Performance date: 06/07/2016

Venue: St. Brendan’s Church

Composition Year: 1728

Duration: 00:16:01

Recording Engineer: Richard McCullough, RTÉ lyric fm

Instrumentation Category:Baroque Ensemble

Instrumentation Other: 3vn, ob, va, vc, rec, db, lu, hpd

Artists: Concerto Copenhagen (Antoine Toruncyzk [oboe], Fredrik From, Peter Spissky, Antina Hugosson [violins], Torbjörn Köhl [viola], Judith-Maria Blomsterberg [cello], Kate Hearne [cello, recorder], Marrias Frostenson [bass], Fredrik Bock [theorbo], Marcus Mohlin [harpsichord]) - [baroque ensemble]
Carolyn Sampson - [soprano]

In the early eighteenth-century a new genre of French music emerged – that of the chamber cantata.
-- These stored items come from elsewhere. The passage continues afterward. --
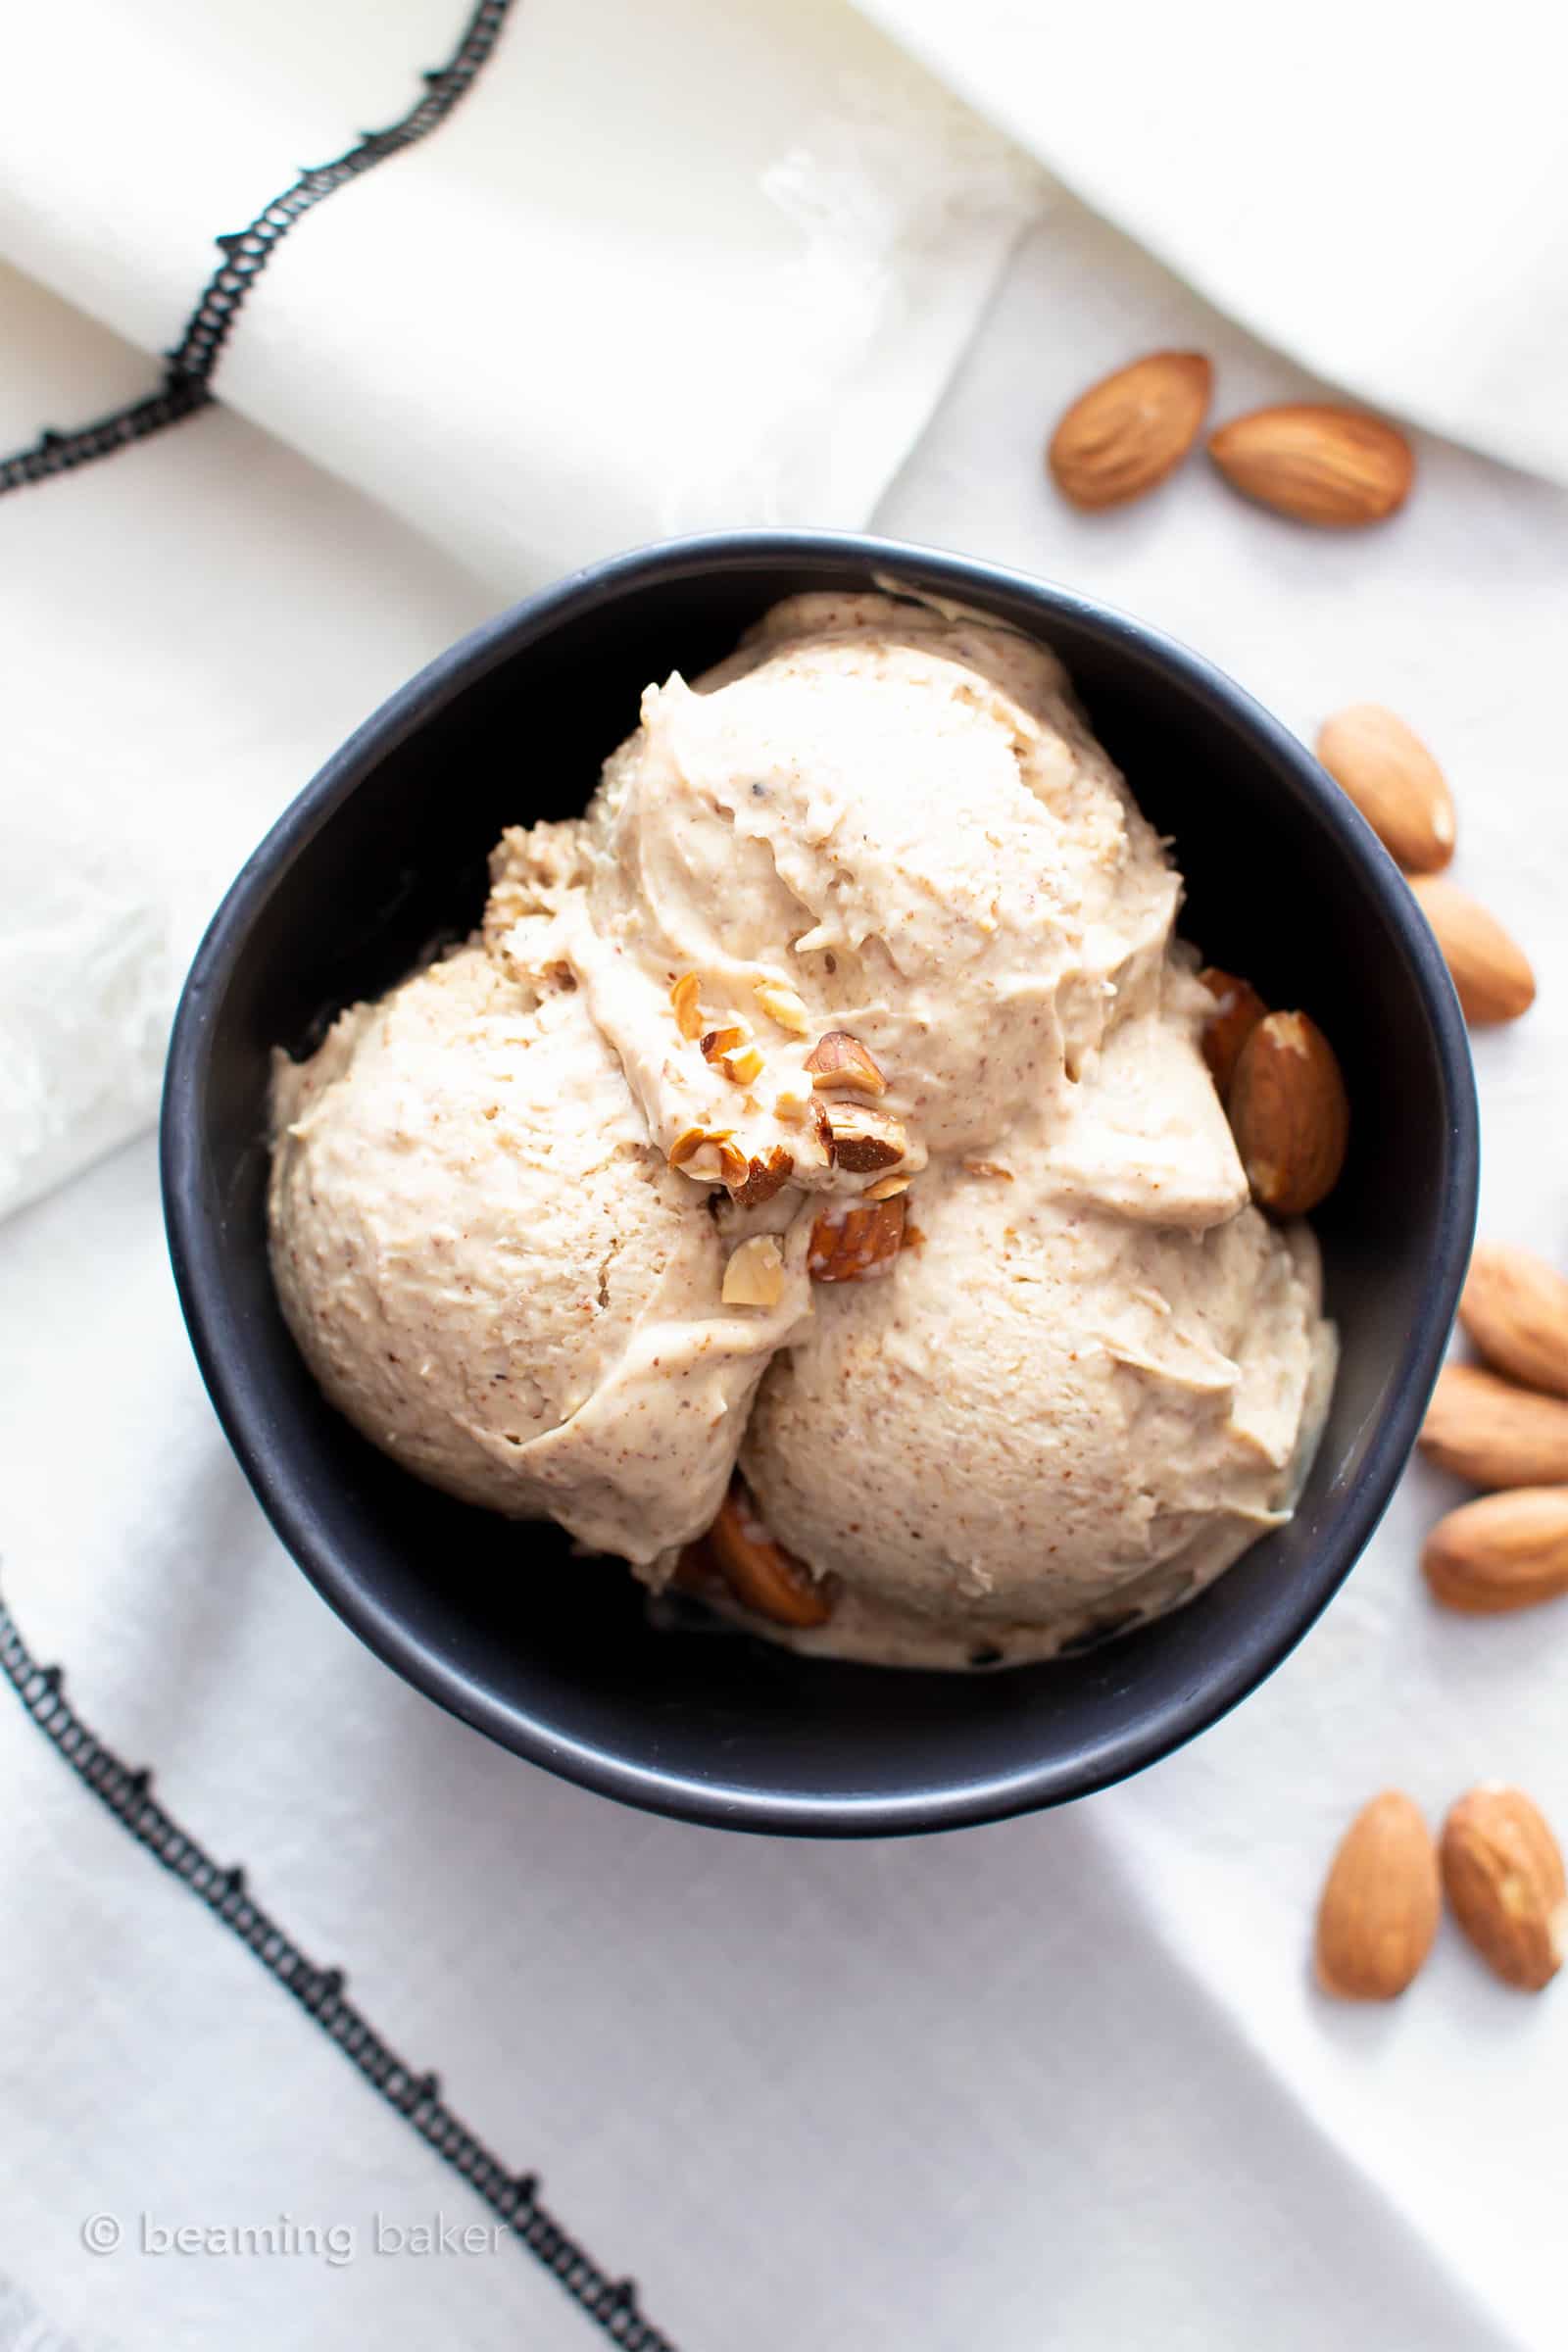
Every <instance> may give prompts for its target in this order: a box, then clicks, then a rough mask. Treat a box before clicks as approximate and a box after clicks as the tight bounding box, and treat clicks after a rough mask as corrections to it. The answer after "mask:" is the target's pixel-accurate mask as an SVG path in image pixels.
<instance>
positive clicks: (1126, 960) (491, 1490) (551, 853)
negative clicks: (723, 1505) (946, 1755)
mask: <svg viewBox="0 0 1568 2352" xmlns="http://www.w3.org/2000/svg"><path fill="white" fill-rule="evenodd" d="M491 877H494V887H491V898H489V908H487V915H484V924H482V931H480V934H475V938H473V941H470V943H468V946H463V948H458V950H456V953H451V955H447V957H444V960H442V962H433V964H428V967H425V969H423V971H418V974H414V976H411V978H409V981H404V983H402V985H400V988H397V990H393V993H390V995H388V997H386V1000H381V1002H378V1004H360V1007H353V1009H350V1011H346V1014H343V1016H341V1018H339V1023H336V1025H334V1030H331V1033H329V1037H327V1042H324V1044H322V1047H320V1051H317V1054H315V1056H310V1061H306V1063H299V1065H296V1063H289V1061H287V1058H284V1056H280V1061H277V1077H275V1157H273V1188H270V1240H273V1265H275V1277H277V1291H280V1298H282V1308H284V1315H287V1319H289V1327H292V1329H294V1334H296V1338H299V1345H301V1350H303V1355H306V1359H308V1364H310V1369H313V1371H315V1376H317V1378H320V1383H322V1388H324V1390H327V1395H329V1397H331V1402H334V1404H339V1406H341V1411H346V1414H348V1416H350V1418H353V1421H355V1423H357V1425H360V1428H362V1430H364V1435H367V1437H371V1439H374V1442H376V1444H381V1446H386V1451H390V1454H393V1456H395V1458H397V1461H402V1463H404V1465H407V1468H409V1470H414V1472H418V1475H421V1477H428V1479H433V1482H435V1484H440V1486H447V1489H449V1491H454V1494H458V1496H463V1498H468V1501H475V1503H484V1505H491V1508H496V1510H503V1512H510V1515H515V1517H545V1515H548V1517H555V1519H559V1522H562V1524H564V1526H567V1529H569V1531H571V1534H574V1536H576V1538H581V1541H583V1543H585V1545H590V1548H595V1550H604V1552H616V1555H621V1557H623V1559H628V1562H630V1564H632V1566H635V1569H637V1573H642V1576H644V1581H646V1583H651V1585H654V1588H661V1585H665V1583H668V1581H670V1578H672V1576H677V1573H679V1578H682V1583H693V1581H696V1583H698V1585H701V1588H703V1590H705V1592H708V1595H710V1597H712V1599H715V1602H717V1604H719V1606H724V1609H729V1611H731V1613H736V1616H741V1618H743V1621H745V1623H750V1625H755V1628H757V1630H764V1632H773V1635H778V1637H783V1639H792V1642H797V1644H802V1646H809V1649H818V1651H832V1653H842V1656H858V1658H872V1661H886V1663H929V1665H966V1663H971V1661H976V1663H1004V1661H1013V1658H1027V1656H1048V1653H1053V1651H1056V1649H1060V1646H1063V1644H1072V1642H1084V1639H1091V1637H1095V1635H1098V1632H1105V1630H1112V1628H1114V1625H1121V1623H1131V1621H1133V1618H1143V1616H1154V1613H1159V1611H1164V1609H1171V1606H1175V1604H1178V1602H1182V1599H1187V1597H1190V1592H1194V1590H1199V1588H1201V1585H1204V1583H1208V1581H1211V1578H1213V1576H1218V1573H1220V1571H1222V1569H1225V1566H1227V1564H1229V1562H1232V1559H1234V1557H1237V1555H1239V1552H1241V1550H1244V1548H1246V1545H1248V1543H1251V1541H1253V1538H1255V1536H1258V1534H1260V1531H1262V1529H1267V1526H1272V1524H1276V1522H1279V1519H1281V1517H1284V1515H1288V1508H1291V1501H1293V1494H1295V1489H1298V1482H1300V1475H1302V1470H1305V1463H1307V1458H1309V1446H1312V1439H1314V1435H1316V1428H1319V1423H1321V1411H1324V1402H1326V1392H1328V1381H1331V1369H1333V1338H1331V1331H1328V1327H1326V1324H1324V1317H1321V1308H1319V1277H1316V1254H1314V1244H1312V1237H1309V1232H1307V1230H1305V1228H1300V1225H1298V1228H1279V1225H1272V1223H1267V1221H1265V1218H1262V1216H1260V1214H1258V1211H1255V1209H1253V1207H1251V1204H1248V1188H1246V1178H1244V1171H1241V1164H1239V1160H1237V1150H1234V1143H1232V1136H1229V1127H1227V1120H1225V1112H1222V1108H1220V1101H1218V1096H1215V1089H1213V1082H1211V1077H1208V1070H1206V1065H1204V1056H1201V1049H1199V1040H1201V1028H1204V1021H1206V1018H1208V1016H1211V1014H1213V1000H1211V997H1208V995H1206V990H1204V988H1201V985H1199V983H1197V978H1194V964H1197V957H1194V955H1192V953H1190V950H1185V948H1182V946H1178V943H1175V936H1173V927H1175V913H1178V903H1180V877H1178V875H1175V870H1173V868H1171V863H1168V856H1166V849H1164V844H1161V842H1159V837H1157V835H1154V833H1152V828H1150V826H1147V823H1145V818H1143V816H1140V811H1138V807H1135V804H1133V800H1131V795H1128V790H1126V783H1124V781H1121V776H1119V774H1117V769H1114V767H1112V762H1110V760H1107V755H1105V753H1103V748H1100V746H1098V743H1095V739H1093V736H1091V731H1088V727H1086V722H1084V717H1081V713H1079V708H1077V703H1074V701H1072V694H1070V687H1067V680H1065V675H1063V670H1060V666H1058V661H1056V659H1053V656H1051V654H1048V652H1046V649H1044V647H1039V644H1032V642H1030V640H1025V637H1018V635H1016V633H1011V630H1006V628H999V626H992V623H987V621H983V619H978V616H971V614H961V612H933V609H929V607H924V604H914V602H903V600H898V597H884V595H863V597H825V595H809V597H795V600H790V602H785V604H780V607H776V609H773V612H771V614H769V616H766V619H764V621H762V623H759V626H757V628H755V630H752V633H750V637H748V640H745V642H743V647H741V649H738V652H736V654H733V656H731V659H729V661H726V663H722V666H719V668H717V670H712V673H708V675H705V677H701V680H698V682H696V684H693V687H689V684H686V682H684V680H682V677H679V675H675V677H670V680H668V682H665V684H663V687H649V691H646V696H644V708H642V724H639V729H637V734H635V736H632V739H630V741H628V743H623V746H621V750H618V753H614V757H611V760H609V762H607V767H604V779H602V786H599V790H597V793H595V800H592V804H590V807H588V811H585V816H583V818H578V821H571V823H550V826H534V828H527V830H524V828H517V830H510V833H508V835H505V837H503V842H501V844H498V849H496V854H494V861H491ZM736 1463H741V1470H743V1477H745V1489H736V1491H738V1494H741V1496H743V1501H745V1498H750V1501H745V1510H743V1517H741V1519H736V1505H733V1503H731V1515H729V1522H726V1524H729V1526H731V1529H733V1526H745V1529H748V1536H745V1541H748V1543H752V1545H759V1548H769V1541H771V1557H773V1562H776V1566H773V1571H769V1573H766V1576H762V1578H757V1576H748V1573H745V1564H743V1562H738V1559H736V1545H733V1543H731V1545H729V1548H726V1543H724V1541H719V1536H722V1529H719V1531H715V1541H712V1543H710V1545H705V1548H703V1550H698V1552H684V1548H686V1545H691V1541H693V1538H698V1536H701V1534H703V1531H705V1529H708V1526H710V1522H715V1517H717V1515H719V1505H722V1501H724V1496H726V1489H729V1484H731V1472H733V1470H736ZM682 1555H684V1557H682ZM726 1562H729V1566H726ZM780 1578H785V1581H788V1585H790V1590H795V1592H797V1597H799V1604H797V1606H790V1604H788V1602H785V1604H778V1599H776V1595H778V1590H783V1588H780Z"/></svg>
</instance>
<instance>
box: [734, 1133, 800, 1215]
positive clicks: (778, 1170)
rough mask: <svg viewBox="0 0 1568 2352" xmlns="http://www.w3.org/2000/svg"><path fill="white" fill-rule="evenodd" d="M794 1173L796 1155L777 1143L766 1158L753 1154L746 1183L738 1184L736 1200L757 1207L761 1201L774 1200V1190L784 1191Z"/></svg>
mask: <svg viewBox="0 0 1568 2352" xmlns="http://www.w3.org/2000/svg"><path fill="white" fill-rule="evenodd" d="M792 1174H795V1157H792V1155H790V1152H788V1150H785V1148H783V1145H780V1143H776V1145H773V1148H771V1152H769V1155H766V1160H757V1157H755V1155H752V1160H750V1167H748V1176H745V1183H743V1185H736V1200H738V1202H743V1204H745V1207H748V1209H755V1207H757V1204H759V1202H764V1200H773V1192H783V1188H785V1185H788V1181H790V1176H792Z"/></svg>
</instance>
Jean-Baptiste Rousseau was the first French poet to write librettos for cantatas and the earliest French cantatas to be published were those of J.B. Morin in 1706.  The chamber cantata is the music of the royals and aristocrats, heard not in halls of opera and ballet but in smaller, more intimate surroundings usually with one or two singers and a small instrumental band. The language was largely operatic and, in the case of Rameau, often a place where he works out some of his later operatic ideas. The charm lies particularly in the recitatives, which allow the airs to grow out of their musical construction and action. Le Berger fidèle (The Faithful Shepherd) is a cantata based on a text from Italian poet Giovanni Battista Guarini. Handel also wrote music for the same poem. Unusually the cantata’s date of composition can be authenticated by a newspaper report of its performance on 22 November 1728 as a cantate nouvelle. Le Berger fidèle, despite being quintessentially French in style, had limited success during the composer’s lifetime. The cantata depicts the grief of the shepherd Myrtilus for his beloved Amaryllis who was to be sacrificed upon the angry instruction of Diana. Myrtilus’ pleading placates the goddess and he looks forward to a joyful reunion. The story is told in six short airs and recitatives.